I saw the fatigue in her face, and realized I was making her relive not only the assault on her body but the theft of her soul. The air had turned cold, and the candles burning in the jelly jars were flickering and about to go out. I took off my denim jacket and draped it over her shoulders. “We got you your own room at the motel,” I said. “It’s a dollar and a half a day, but it’s right nice.”
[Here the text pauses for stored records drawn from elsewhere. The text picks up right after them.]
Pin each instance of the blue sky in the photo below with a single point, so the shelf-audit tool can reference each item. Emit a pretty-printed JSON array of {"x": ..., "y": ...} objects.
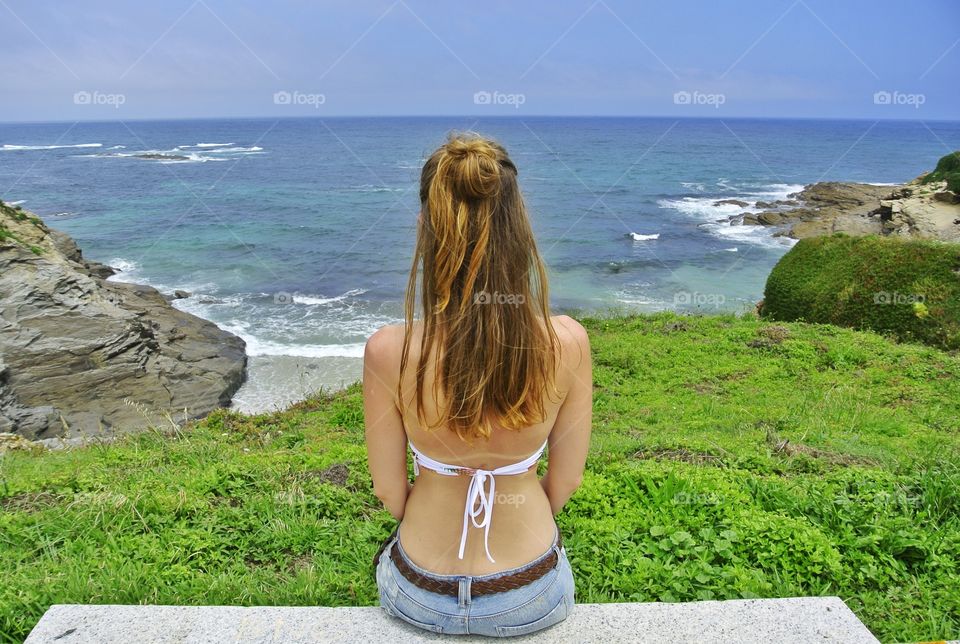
[{"x": 106, "y": 59}]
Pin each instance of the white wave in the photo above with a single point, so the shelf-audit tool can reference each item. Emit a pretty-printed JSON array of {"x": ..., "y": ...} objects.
[
  {"x": 235, "y": 150},
  {"x": 258, "y": 347},
  {"x": 306, "y": 299},
  {"x": 759, "y": 235},
  {"x": 704, "y": 207},
  {"x": 776, "y": 191},
  {"x": 192, "y": 157},
  {"x": 719, "y": 218},
  {"x": 9, "y": 147},
  {"x": 369, "y": 187}
]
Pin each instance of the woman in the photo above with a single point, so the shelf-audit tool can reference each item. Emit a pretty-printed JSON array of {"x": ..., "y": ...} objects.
[{"x": 477, "y": 388}]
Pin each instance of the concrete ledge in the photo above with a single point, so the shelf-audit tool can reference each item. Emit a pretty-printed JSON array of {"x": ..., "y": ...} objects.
[{"x": 794, "y": 619}]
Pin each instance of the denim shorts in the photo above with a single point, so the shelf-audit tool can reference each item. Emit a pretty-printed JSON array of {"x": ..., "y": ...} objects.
[{"x": 520, "y": 611}]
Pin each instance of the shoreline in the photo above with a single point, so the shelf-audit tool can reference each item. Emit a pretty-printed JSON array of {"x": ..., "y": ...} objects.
[
  {"x": 82, "y": 355},
  {"x": 912, "y": 209}
]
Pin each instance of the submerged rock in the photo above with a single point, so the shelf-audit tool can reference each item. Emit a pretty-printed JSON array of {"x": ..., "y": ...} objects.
[
  {"x": 916, "y": 209},
  {"x": 81, "y": 355}
]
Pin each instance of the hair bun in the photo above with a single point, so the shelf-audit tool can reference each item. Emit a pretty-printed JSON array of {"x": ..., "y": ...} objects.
[{"x": 472, "y": 167}]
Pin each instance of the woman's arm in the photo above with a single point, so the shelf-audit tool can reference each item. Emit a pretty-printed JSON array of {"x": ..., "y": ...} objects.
[
  {"x": 386, "y": 440},
  {"x": 569, "y": 440}
]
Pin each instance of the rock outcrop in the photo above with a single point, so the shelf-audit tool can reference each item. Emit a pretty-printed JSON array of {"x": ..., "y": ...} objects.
[
  {"x": 916, "y": 209},
  {"x": 80, "y": 355}
]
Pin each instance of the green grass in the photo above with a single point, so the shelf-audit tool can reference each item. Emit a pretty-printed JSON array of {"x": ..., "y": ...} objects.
[
  {"x": 909, "y": 288},
  {"x": 730, "y": 458},
  {"x": 948, "y": 169}
]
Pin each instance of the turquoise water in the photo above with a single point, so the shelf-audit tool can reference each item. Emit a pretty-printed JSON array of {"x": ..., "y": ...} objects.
[{"x": 297, "y": 234}]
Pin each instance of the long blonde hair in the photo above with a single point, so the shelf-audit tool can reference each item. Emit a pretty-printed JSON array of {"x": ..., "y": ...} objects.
[{"x": 484, "y": 294}]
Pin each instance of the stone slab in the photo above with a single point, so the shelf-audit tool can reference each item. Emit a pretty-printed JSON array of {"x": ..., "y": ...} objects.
[{"x": 794, "y": 619}]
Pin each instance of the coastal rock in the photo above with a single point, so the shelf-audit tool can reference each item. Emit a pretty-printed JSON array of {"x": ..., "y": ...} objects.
[
  {"x": 80, "y": 355},
  {"x": 947, "y": 196},
  {"x": 769, "y": 218},
  {"x": 915, "y": 210}
]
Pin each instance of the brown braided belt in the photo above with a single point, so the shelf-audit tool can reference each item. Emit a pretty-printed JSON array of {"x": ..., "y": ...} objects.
[{"x": 480, "y": 587}]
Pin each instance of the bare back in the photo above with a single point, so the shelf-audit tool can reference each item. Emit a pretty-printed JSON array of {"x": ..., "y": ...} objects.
[{"x": 522, "y": 526}]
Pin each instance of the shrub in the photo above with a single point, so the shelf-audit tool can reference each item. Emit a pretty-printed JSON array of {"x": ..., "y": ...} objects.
[
  {"x": 948, "y": 169},
  {"x": 907, "y": 288}
]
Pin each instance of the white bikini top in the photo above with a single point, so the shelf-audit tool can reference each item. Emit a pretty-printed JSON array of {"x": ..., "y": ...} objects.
[{"x": 476, "y": 493}]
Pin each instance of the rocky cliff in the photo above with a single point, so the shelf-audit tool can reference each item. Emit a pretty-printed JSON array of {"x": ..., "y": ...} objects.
[
  {"x": 926, "y": 210},
  {"x": 80, "y": 355}
]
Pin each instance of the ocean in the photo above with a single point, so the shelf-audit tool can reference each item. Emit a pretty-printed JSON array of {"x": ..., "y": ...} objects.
[{"x": 297, "y": 234}]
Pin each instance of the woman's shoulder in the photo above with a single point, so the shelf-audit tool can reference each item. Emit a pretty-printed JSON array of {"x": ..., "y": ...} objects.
[
  {"x": 388, "y": 339},
  {"x": 384, "y": 343}
]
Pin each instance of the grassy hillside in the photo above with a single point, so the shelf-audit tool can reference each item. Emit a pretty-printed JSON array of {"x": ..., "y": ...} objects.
[
  {"x": 730, "y": 458},
  {"x": 909, "y": 288}
]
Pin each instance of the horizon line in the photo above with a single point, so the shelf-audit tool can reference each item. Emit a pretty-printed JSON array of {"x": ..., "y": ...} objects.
[{"x": 479, "y": 117}]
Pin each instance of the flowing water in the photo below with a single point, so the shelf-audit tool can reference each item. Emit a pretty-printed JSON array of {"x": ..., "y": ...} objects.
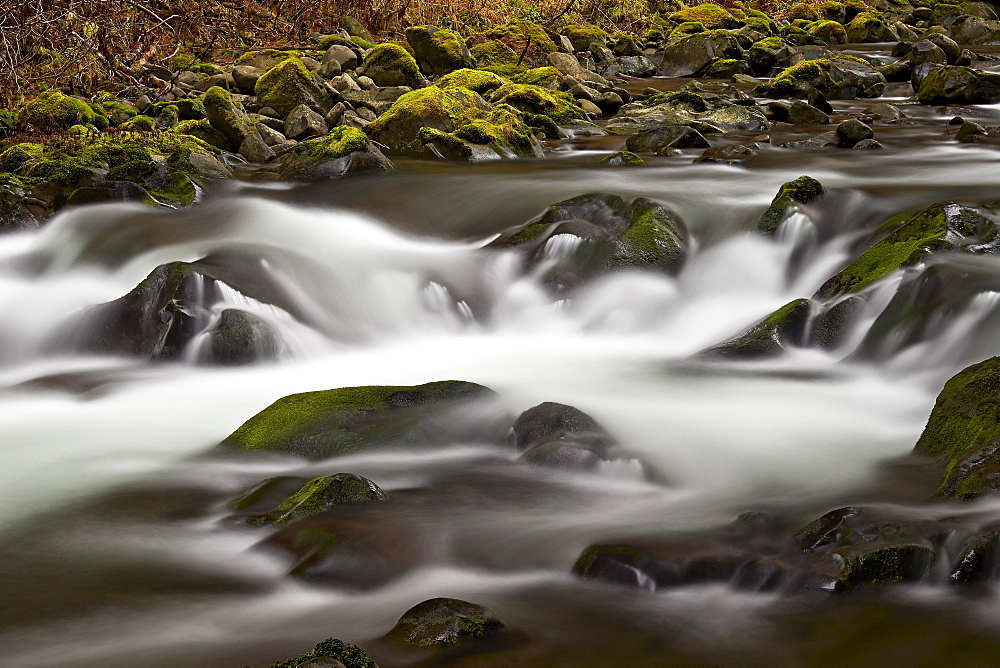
[{"x": 113, "y": 538}]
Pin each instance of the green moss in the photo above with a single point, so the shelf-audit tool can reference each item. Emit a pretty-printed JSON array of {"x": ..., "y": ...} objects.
[
  {"x": 139, "y": 123},
  {"x": 692, "y": 101},
  {"x": 709, "y": 14},
  {"x": 52, "y": 110},
  {"x": 493, "y": 52},
  {"x": 558, "y": 106},
  {"x": 350, "y": 655},
  {"x": 623, "y": 159},
  {"x": 830, "y": 32},
  {"x": 287, "y": 85},
  {"x": 802, "y": 190},
  {"x": 938, "y": 226},
  {"x": 335, "y": 422},
  {"x": 475, "y": 80},
  {"x": 339, "y": 142}
]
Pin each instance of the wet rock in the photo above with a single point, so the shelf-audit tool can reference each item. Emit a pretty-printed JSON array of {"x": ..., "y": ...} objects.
[
  {"x": 803, "y": 190},
  {"x": 963, "y": 430},
  {"x": 837, "y": 78},
  {"x": 336, "y": 422},
  {"x": 344, "y": 150},
  {"x": 438, "y": 51},
  {"x": 692, "y": 54},
  {"x": 445, "y": 622},
  {"x": 242, "y": 338},
  {"x": 391, "y": 65},
  {"x": 940, "y": 226},
  {"x": 304, "y": 123},
  {"x": 289, "y": 84},
  {"x": 851, "y": 132},
  {"x": 661, "y": 140},
  {"x": 322, "y": 495},
  {"x": 959, "y": 85},
  {"x": 802, "y": 113},
  {"x": 768, "y": 338},
  {"x": 594, "y": 234}
]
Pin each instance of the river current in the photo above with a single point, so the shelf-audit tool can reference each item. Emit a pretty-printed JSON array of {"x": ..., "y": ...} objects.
[{"x": 113, "y": 536}]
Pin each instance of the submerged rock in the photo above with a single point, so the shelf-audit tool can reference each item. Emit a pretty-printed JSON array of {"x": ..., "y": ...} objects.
[
  {"x": 445, "y": 622},
  {"x": 591, "y": 235},
  {"x": 331, "y": 423},
  {"x": 940, "y": 226},
  {"x": 963, "y": 430}
]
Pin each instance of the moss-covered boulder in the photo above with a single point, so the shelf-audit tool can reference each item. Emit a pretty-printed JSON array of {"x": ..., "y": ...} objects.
[
  {"x": 438, "y": 51},
  {"x": 336, "y": 422},
  {"x": 451, "y": 122},
  {"x": 322, "y": 495},
  {"x": 690, "y": 55},
  {"x": 351, "y": 656},
  {"x": 768, "y": 338},
  {"x": 944, "y": 226},
  {"x": 445, "y": 622},
  {"x": 592, "y": 235},
  {"x": 52, "y": 110},
  {"x": 242, "y": 338},
  {"x": 870, "y": 27},
  {"x": 391, "y": 65},
  {"x": 959, "y": 85},
  {"x": 803, "y": 190},
  {"x": 343, "y": 151},
  {"x": 837, "y": 78},
  {"x": 289, "y": 84},
  {"x": 963, "y": 430}
]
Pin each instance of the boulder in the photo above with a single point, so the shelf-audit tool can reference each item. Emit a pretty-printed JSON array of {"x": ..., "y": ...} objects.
[
  {"x": 803, "y": 190},
  {"x": 837, "y": 78},
  {"x": 391, "y": 65},
  {"x": 943, "y": 226},
  {"x": 242, "y": 338},
  {"x": 290, "y": 84},
  {"x": 330, "y": 423},
  {"x": 342, "y": 151},
  {"x": 438, "y": 51},
  {"x": 594, "y": 234},
  {"x": 951, "y": 84},
  {"x": 445, "y": 622}
]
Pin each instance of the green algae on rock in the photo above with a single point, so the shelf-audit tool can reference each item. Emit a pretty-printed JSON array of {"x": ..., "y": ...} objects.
[
  {"x": 943, "y": 226},
  {"x": 803, "y": 190},
  {"x": 963, "y": 430},
  {"x": 445, "y": 622},
  {"x": 336, "y": 422}
]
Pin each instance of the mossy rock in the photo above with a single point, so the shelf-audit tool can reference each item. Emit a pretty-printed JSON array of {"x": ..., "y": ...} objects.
[
  {"x": 492, "y": 53},
  {"x": 963, "y": 430},
  {"x": 445, "y": 622},
  {"x": 768, "y": 338},
  {"x": 336, "y": 422},
  {"x": 289, "y": 84},
  {"x": 803, "y": 190},
  {"x": 438, "y": 51},
  {"x": 837, "y": 78},
  {"x": 322, "y": 495},
  {"x": 944, "y": 226},
  {"x": 344, "y": 150},
  {"x": 607, "y": 234},
  {"x": 478, "y": 81},
  {"x": 959, "y": 85},
  {"x": 350, "y": 655},
  {"x": 392, "y": 65},
  {"x": 558, "y": 106},
  {"x": 708, "y": 14},
  {"x": 52, "y": 110},
  {"x": 426, "y": 115}
]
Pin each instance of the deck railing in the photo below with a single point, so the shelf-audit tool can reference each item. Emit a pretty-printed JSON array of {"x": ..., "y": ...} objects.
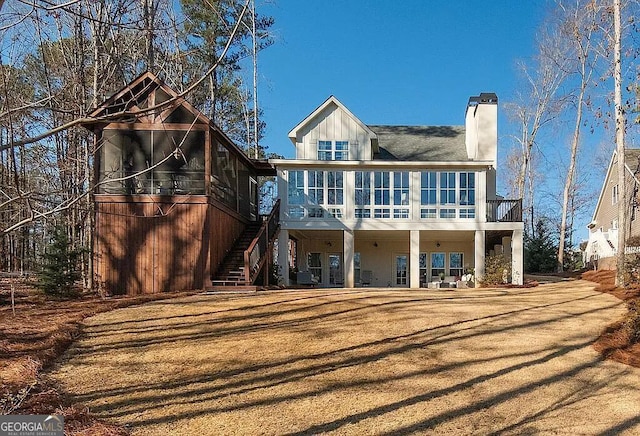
[
  {"x": 256, "y": 255},
  {"x": 504, "y": 211}
]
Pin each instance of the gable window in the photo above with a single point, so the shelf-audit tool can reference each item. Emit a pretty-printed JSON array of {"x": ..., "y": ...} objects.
[
  {"x": 363, "y": 194},
  {"x": 333, "y": 150}
]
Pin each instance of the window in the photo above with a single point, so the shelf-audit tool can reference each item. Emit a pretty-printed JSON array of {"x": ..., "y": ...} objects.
[
  {"x": 467, "y": 189},
  {"x": 315, "y": 180},
  {"x": 387, "y": 192},
  {"x": 363, "y": 194},
  {"x": 447, "y": 194},
  {"x": 455, "y": 264},
  {"x": 335, "y": 187},
  {"x": 381, "y": 194},
  {"x": 312, "y": 192},
  {"x": 423, "y": 268},
  {"x": 333, "y": 150},
  {"x": 401, "y": 194},
  {"x": 447, "y": 188},
  {"x": 324, "y": 150},
  {"x": 296, "y": 187},
  {"x": 428, "y": 188},
  {"x": 437, "y": 265}
]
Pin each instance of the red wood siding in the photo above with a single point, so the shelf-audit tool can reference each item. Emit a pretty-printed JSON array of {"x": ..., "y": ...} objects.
[{"x": 150, "y": 247}]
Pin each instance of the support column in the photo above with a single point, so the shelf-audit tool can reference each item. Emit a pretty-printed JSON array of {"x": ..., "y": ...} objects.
[
  {"x": 414, "y": 259},
  {"x": 479, "y": 255},
  {"x": 349, "y": 266},
  {"x": 283, "y": 256},
  {"x": 517, "y": 258}
]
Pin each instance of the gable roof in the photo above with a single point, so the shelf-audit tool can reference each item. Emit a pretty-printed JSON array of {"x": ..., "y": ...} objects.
[
  {"x": 329, "y": 101},
  {"x": 421, "y": 143},
  {"x": 135, "y": 97},
  {"x": 632, "y": 165}
]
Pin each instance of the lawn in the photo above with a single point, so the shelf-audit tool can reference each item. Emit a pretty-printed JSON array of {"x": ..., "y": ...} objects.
[{"x": 374, "y": 361}]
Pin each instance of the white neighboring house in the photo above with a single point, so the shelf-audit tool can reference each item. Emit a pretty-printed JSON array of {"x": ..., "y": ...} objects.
[
  {"x": 601, "y": 249},
  {"x": 394, "y": 205}
]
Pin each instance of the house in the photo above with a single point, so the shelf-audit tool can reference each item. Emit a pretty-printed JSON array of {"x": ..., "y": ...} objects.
[
  {"x": 394, "y": 205},
  {"x": 601, "y": 248},
  {"x": 175, "y": 200}
]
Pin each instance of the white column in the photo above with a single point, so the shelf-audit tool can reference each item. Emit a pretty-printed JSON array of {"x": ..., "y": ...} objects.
[
  {"x": 479, "y": 255},
  {"x": 348, "y": 267},
  {"x": 414, "y": 259},
  {"x": 481, "y": 196},
  {"x": 517, "y": 258},
  {"x": 283, "y": 256}
]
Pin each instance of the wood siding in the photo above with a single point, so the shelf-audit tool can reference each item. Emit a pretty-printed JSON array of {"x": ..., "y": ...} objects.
[{"x": 151, "y": 247}]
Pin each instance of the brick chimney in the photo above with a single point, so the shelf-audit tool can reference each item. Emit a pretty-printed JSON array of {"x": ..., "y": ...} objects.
[{"x": 481, "y": 124}]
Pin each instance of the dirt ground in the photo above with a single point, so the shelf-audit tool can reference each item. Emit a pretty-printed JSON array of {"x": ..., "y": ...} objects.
[{"x": 474, "y": 361}]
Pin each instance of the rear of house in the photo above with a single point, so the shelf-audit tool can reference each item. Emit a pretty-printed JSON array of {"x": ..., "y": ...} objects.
[{"x": 397, "y": 206}]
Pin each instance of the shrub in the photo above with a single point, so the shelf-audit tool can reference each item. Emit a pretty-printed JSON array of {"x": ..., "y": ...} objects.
[
  {"x": 633, "y": 320},
  {"x": 497, "y": 270},
  {"x": 59, "y": 272}
]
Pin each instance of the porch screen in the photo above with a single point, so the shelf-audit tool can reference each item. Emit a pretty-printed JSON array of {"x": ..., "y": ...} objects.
[{"x": 151, "y": 162}]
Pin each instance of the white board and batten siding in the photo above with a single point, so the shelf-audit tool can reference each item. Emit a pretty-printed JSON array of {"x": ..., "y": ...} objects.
[{"x": 333, "y": 124}]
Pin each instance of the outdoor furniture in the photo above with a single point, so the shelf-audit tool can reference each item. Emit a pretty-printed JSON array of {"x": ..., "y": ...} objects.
[
  {"x": 365, "y": 277},
  {"x": 306, "y": 278}
]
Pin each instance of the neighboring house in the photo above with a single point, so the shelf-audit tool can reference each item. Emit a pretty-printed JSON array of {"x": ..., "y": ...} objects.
[
  {"x": 601, "y": 249},
  {"x": 394, "y": 205},
  {"x": 176, "y": 201}
]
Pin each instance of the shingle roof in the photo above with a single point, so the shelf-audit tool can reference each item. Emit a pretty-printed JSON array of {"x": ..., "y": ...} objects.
[{"x": 421, "y": 143}]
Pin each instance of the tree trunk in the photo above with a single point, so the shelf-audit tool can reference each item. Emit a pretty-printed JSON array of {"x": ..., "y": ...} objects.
[{"x": 620, "y": 126}]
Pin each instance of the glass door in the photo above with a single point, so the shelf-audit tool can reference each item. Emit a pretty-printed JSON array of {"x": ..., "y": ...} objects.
[
  {"x": 402, "y": 269},
  {"x": 335, "y": 270}
]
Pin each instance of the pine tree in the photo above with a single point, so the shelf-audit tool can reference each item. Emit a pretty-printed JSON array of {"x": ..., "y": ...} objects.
[
  {"x": 59, "y": 272},
  {"x": 540, "y": 250}
]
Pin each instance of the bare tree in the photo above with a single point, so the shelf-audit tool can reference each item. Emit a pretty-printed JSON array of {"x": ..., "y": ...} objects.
[{"x": 620, "y": 129}]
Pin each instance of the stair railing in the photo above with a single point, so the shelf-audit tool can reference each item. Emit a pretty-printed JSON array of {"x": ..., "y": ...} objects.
[{"x": 254, "y": 256}]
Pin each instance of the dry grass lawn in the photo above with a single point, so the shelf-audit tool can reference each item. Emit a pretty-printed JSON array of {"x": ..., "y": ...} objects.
[{"x": 374, "y": 361}]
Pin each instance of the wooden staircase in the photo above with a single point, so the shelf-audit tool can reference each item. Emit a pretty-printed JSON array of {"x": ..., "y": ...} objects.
[
  {"x": 250, "y": 254},
  {"x": 232, "y": 270}
]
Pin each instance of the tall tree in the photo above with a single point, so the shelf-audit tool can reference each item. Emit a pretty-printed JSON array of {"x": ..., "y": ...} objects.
[
  {"x": 620, "y": 129},
  {"x": 579, "y": 25}
]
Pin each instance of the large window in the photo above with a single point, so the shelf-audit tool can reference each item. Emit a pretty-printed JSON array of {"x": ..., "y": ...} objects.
[
  {"x": 314, "y": 194},
  {"x": 447, "y": 195},
  {"x": 167, "y": 162},
  {"x": 333, "y": 150},
  {"x": 382, "y": 194}
]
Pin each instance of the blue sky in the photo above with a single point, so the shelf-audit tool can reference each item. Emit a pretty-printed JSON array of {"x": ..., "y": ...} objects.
[{"x": 390, "y": 62}]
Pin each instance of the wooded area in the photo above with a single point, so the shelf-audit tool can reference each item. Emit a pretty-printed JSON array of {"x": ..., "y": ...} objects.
[
  {"x": 583, "y": 83},
  {"x": 62, "y": 59}
]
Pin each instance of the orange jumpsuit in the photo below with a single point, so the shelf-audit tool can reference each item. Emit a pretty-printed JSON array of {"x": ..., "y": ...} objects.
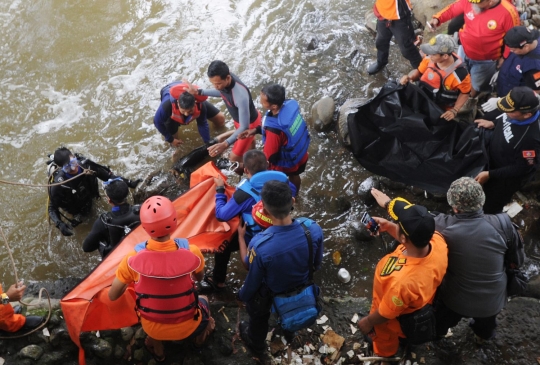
[
  {"x": 402, "y": 285},
  {"x": 9, "y": 321}
]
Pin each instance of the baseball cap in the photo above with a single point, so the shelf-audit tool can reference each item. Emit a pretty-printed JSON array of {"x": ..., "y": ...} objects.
[
  {"x": 466, "y": 195},
  {"x": 518, "y": 99},
  {"x": 441, "y": 43},
  {"x": 520, "y": 35},
  {"x": 414, "y": 220}
]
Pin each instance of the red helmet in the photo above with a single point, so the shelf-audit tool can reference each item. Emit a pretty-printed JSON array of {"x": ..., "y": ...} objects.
[
  {"x": 158, "y": 216},
  {"x": 260, "y": 217}
]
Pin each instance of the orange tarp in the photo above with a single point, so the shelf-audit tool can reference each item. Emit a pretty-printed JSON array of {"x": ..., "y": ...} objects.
[{"x": 88, "y": 308}]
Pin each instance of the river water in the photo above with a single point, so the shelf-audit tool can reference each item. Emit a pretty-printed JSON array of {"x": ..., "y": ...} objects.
[{"x": 87, "y": 75}]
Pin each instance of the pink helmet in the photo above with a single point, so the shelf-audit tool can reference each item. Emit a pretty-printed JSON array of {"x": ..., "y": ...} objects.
[{"x": 158, "y": 216}]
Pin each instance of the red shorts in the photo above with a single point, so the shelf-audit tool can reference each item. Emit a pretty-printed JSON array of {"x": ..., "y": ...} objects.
[{"x": 241, "y": 146}]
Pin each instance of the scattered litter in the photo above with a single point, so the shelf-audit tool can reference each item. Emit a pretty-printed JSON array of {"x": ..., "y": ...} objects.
[{"x": 322, "y": 320}]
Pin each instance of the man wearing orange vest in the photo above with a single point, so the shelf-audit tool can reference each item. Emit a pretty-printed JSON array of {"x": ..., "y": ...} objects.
[
  {"x": 394, "y": 19},
  {"x": 164, "y": 271},
  {"x": 10, "y": 319},
  {"x": 405, "y": 280},
  {"x": 179, "y": 107},
  {"x": 443, "y": 75}
]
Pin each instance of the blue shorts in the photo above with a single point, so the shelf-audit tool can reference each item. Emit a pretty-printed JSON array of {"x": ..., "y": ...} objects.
[{"x": 481, "y": 71}]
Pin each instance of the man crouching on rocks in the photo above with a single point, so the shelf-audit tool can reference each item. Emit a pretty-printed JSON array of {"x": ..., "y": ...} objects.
[
  {"x": 163, "y": 270},
  {"x": 405, "y": 280}
]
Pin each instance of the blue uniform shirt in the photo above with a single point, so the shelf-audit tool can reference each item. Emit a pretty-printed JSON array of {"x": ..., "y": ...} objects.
[{"x": 279, "y": 258}]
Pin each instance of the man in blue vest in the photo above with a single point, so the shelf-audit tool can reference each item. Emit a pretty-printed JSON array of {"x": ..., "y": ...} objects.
[
  {"x": 285, "y": 135},
  {"x": 521, "y": 68},
  {"x": 241, "y": 203},
  {"x": 278, "y": 261}
]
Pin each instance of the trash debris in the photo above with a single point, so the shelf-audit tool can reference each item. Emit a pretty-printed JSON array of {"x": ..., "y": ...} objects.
[
  {"x": 336, "y": 257},
  {"x": 322, "y": 320},
  {"x": 333, "y": 339}
]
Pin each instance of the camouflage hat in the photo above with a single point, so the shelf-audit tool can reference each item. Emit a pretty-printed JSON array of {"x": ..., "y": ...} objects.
[{"x": 466, "y": 195}]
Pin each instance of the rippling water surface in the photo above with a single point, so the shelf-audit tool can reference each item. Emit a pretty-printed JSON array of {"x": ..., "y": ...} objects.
[{"x": 87, "y": 75}]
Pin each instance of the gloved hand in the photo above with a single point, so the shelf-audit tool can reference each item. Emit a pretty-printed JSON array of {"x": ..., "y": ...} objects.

“What’s that song Buddy’s singing?”

“‘Union Maid.’”

“Songs like that get people in trouble,” she said.

“You bet they do.”

“Why does he sing them?”

I shook my head as though I didn’t know. But that wasn’t the case. I
knew
. Buddy was going to spit in the soup for all of us. And he wasn’t through with Clint Wakefield by a long shot.

 

A week later we had moved to the orchards higher up on the lake, close to Bigfork. The cherries were so red they were almost black, and our crew picked truckloads of them from first light until shadows covered the trees and made it hard to pick the cherry and the stem cleanly from the limb. Bernadine and Buddy and I worked as a team, and would talk to each other inside the leafy thickness of the tree, like kids playing on a summer day rather than adults working at a job. I couldn’t help noticing that Bernadine paid a lot of attention when Buddy talked, even though the subject matter seemed to roam all over creation, from the Garden of Eden to Jesus and Joe Hill and ancient highways in Montana he said primitive people had used even before the Indians showed up.

“There’re two or three roads under the lake,” he said. “If you look carefully along the banks, you can see the worn places in the rocks where people rode over them with carts that had wooden wheels. They were probably going to the glaciers, right across the lake, where all those buttercups are.”

“How do you know all this?” Bernadine asked.

“You trust what your eye tells you and then you have to believe in things you cain’t see,” he said.

“Believe what?” she said.

“That all these things happened and are still happening. We just cain’t see them. Maybe those ancient people are still living out their lives all around us.”

There was no question about the expression on Bernadine’s face. She was looking at Buddy in a way she had never looked at me. I wanted to climb down my ladder and dump my bucket in one of the boxes on the flatbed and keep walking all the way back to the motel, or maybe just head on up the road to British Columbia.

“You’re kind of quiet, R.B.,” he said.

“The conversation is obviously over my head. Excuse me. I got a crick in my neck,” I said.

When I walked to the truck, the pair of them were buried from the waist up in the cherry tree, talking like they already knew what the other one was going to say, like they could talk on and on now that they didn’t have to stop and explain themselves to a third party. I felt a spasm in my innards that made my eyes cross.

 

There was nothing unusual about Buddy organizing farm workers, but it was unusual for him to try it with the cherry pickers, particularly in the orchards along Flathead Lake in a remote area like northwestern Montana. The cherry harvest was a one-shot deal that offered at best only a few weeks’ employment, and the people who did it were a strange mix—drifters like us, wetbacks, college kids, Romanian Gypsies, and white families from Oklahoma and Arkansas who weren’t interested in politics or unions.